I launched my marine industry marketing firm MetroMedia Marketing, which specialises in the fishing sector, and subsequently partnered with the Florida Fish and Wildlife Conservation Commission to produce a series of ‘Ladies, Let’s Go Fishing!’ seminars around the state. Aiming to show women who take up angling how to put conservation skills into practice and why it’s important to do so, the seminars have produced 8,000 graduates. As a result of them, I have been presented with the Sportsman of the Year Award in our nation’s capital and been recognised in USA Today, the television show Inside Edition and countless other national media, bringing further recognition to the sport.
I work with many organisations that promote conservation in fishing. As a saltwater angler, I am the first to see what is happening in the seas and how we can preserve sea life for the future. Anglers are the first to react when the marine environment is threatened and, through their excise tackle taxes that go into the Sport Fish Restoration Program, their contributions are primarily responsible for the majority of the fish conservation efforts in the USA.

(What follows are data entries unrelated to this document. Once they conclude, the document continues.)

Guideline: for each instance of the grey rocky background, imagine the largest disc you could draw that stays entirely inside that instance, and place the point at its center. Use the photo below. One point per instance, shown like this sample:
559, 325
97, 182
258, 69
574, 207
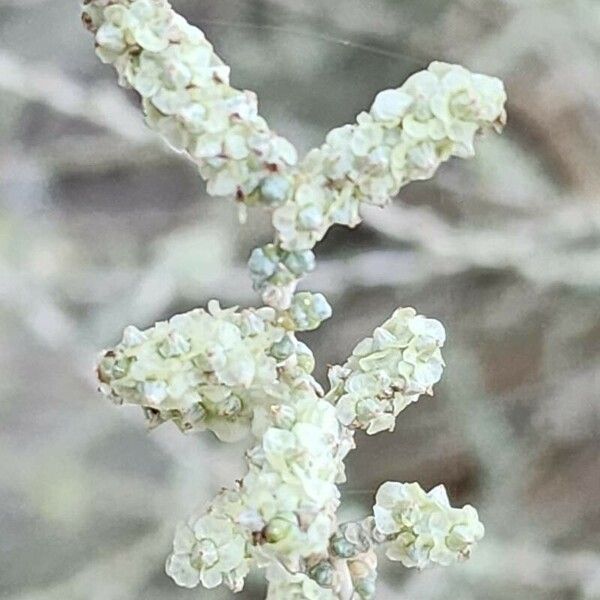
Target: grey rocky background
100, 226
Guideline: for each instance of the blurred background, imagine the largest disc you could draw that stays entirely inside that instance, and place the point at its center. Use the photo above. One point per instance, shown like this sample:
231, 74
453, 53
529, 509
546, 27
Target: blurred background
101, 226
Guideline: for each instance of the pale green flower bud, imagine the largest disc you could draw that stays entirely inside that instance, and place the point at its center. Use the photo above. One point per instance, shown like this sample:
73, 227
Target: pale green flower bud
309, 310
323, 573
422, 528
275, 190
279, 528
389, 371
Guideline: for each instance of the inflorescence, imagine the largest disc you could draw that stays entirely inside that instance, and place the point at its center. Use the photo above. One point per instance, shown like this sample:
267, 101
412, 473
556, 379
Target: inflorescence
244, 372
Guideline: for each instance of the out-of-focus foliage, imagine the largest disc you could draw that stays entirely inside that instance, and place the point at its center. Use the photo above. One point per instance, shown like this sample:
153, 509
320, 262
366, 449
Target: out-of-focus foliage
101, 227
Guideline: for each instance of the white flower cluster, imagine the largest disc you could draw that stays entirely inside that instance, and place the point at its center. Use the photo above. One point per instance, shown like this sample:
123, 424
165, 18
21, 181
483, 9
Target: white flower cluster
210, 551
205, 370
422, 528
289, 494
405, 136
388, 371
187, 98
239, 371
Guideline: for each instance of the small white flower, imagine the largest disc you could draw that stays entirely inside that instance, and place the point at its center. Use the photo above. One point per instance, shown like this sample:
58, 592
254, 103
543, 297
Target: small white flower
422, 528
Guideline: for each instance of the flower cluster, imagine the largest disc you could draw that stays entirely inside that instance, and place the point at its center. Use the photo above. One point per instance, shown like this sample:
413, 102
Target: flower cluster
405, 136
187, 98
388, 371
204, 369
290, 494
239, 371
422, 528
209, 550
275, 272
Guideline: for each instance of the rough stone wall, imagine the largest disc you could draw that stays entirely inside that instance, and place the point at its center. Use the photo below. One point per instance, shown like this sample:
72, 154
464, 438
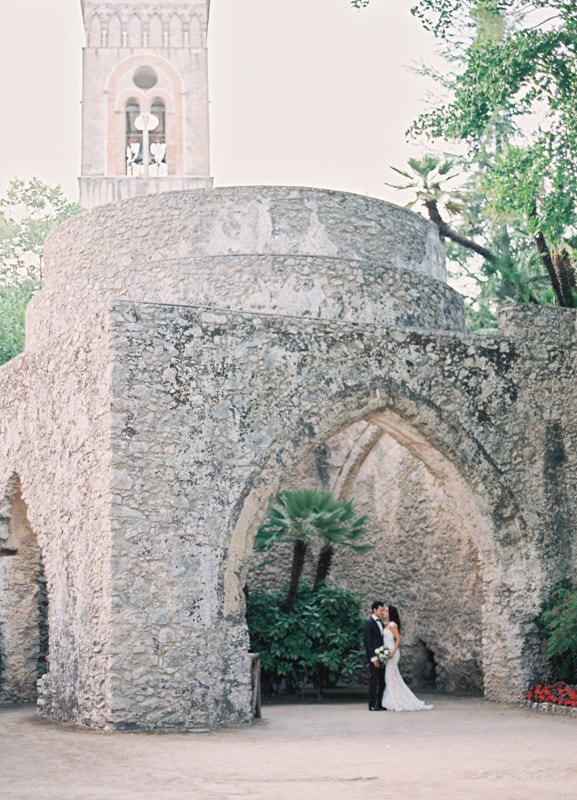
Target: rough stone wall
424, 561
244, 431
150, 433
55, 439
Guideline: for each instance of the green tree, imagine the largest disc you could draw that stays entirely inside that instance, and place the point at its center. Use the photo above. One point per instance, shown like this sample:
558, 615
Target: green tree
511, 102
28, 212
318, 640
558, 624
302, 517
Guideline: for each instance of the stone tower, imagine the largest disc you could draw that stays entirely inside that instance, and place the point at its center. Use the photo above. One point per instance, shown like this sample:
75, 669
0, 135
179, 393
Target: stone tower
144, 99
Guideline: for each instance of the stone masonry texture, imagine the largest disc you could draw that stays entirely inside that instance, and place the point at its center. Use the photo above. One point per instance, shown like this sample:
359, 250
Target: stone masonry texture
189, 354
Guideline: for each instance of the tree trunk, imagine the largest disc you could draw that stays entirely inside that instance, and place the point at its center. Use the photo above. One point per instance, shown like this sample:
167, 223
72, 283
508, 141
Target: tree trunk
543, 251
299, 552
324, 565
446, 230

Sometimes anglers looking for fish for dinner accidently hook sharks, rays and other species they don’t intend to keep. My project is to educate them as to why and how they can release these unwanted fish to give them a good chance of surviving. Having practised such release techniques on fish myself, I know the average angler can do it too!

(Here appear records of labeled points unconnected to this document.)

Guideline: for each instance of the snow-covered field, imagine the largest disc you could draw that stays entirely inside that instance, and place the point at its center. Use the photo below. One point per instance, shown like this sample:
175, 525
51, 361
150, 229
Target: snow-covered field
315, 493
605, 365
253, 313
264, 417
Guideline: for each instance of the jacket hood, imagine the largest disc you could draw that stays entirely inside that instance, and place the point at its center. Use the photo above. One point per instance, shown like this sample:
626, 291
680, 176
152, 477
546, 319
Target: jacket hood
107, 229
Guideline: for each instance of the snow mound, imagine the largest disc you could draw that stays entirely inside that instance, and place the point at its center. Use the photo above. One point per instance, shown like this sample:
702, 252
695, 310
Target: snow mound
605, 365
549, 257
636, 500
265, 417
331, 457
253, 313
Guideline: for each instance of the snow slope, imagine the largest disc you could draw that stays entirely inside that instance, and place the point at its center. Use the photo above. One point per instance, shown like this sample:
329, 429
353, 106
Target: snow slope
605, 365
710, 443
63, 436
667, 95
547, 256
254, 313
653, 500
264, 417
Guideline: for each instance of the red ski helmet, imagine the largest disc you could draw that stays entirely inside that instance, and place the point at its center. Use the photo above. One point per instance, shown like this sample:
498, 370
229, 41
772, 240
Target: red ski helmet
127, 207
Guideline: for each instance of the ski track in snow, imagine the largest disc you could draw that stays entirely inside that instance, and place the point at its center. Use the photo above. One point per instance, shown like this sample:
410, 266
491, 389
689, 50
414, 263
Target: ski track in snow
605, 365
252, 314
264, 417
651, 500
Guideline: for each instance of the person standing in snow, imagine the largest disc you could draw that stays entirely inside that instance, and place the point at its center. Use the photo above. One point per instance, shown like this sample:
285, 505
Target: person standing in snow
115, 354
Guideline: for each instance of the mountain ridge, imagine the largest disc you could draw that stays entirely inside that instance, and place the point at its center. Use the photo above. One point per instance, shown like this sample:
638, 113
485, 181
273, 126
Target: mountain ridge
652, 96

Through my contacts in the fishing industry I have seen the latest equipment designed to facilitate the release of fish and I know how easy it is to use. My objective is to share this knowledge with as many anglers as possible. With my promotional background and contacts, I am in a perfect position to accomplish this. For more than 30 years my company has been building alliances with the marine and fishing industries and marketing projects for them, and we can provide the infrastructure and contacts needed to build global alliances. We also have relationships with the most influential media in the USA and contacts in others around the world, and have a good rapport with all the conservation agencies in the southern states.

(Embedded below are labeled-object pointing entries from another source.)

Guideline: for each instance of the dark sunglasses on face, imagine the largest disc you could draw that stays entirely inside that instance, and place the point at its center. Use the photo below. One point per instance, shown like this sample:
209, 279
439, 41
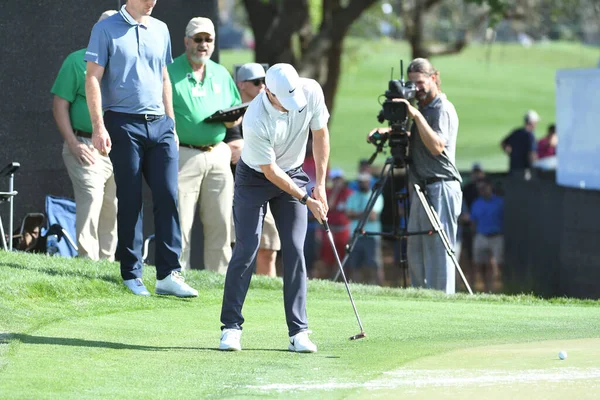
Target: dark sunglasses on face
258, 82
202, 40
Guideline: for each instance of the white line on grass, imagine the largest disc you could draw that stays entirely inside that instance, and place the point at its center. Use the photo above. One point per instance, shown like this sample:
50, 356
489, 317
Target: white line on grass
446, 377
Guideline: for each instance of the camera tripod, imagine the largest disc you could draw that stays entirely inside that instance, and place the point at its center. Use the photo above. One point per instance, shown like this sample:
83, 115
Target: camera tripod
400, 233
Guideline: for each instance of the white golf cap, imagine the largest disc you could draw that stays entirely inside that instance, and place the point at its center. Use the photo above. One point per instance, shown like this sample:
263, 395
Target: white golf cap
532, 116
199, 25
336, 173
106, 14
250, 71
364, 177
283, 81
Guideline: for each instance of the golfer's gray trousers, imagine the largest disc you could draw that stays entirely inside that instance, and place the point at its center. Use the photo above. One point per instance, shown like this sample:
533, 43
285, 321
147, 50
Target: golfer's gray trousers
429, 264
251, 194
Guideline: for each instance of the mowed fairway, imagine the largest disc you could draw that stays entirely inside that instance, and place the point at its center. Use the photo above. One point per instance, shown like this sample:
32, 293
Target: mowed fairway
490, 97
70, 330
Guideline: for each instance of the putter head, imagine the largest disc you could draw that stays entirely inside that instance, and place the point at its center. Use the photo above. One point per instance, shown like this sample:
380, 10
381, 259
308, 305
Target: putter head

My next goal is to spread the word in other countries, such as the Bahamas where subsistence fishers are less aware of how their actions today affect the fisheries of the future. I was crushed to see reefs there that had been bleached to harvest lobster and thus been killed for ever – beautiful coral turned white and dead. Information about how destructive this kind of fishing is has to be passed on through education, as people see how plentiful fish are and don’t realise that they are a finite resource.
Overall, my aim is to spread awareness about how individuals can contribute to the preservation of our marine fisheries, and in terms that the average person can understand. One person’s observance of conservation is like a drop of water in a bucket; multiple people can fill the bucket and the marine resource – our fishery – is the winner!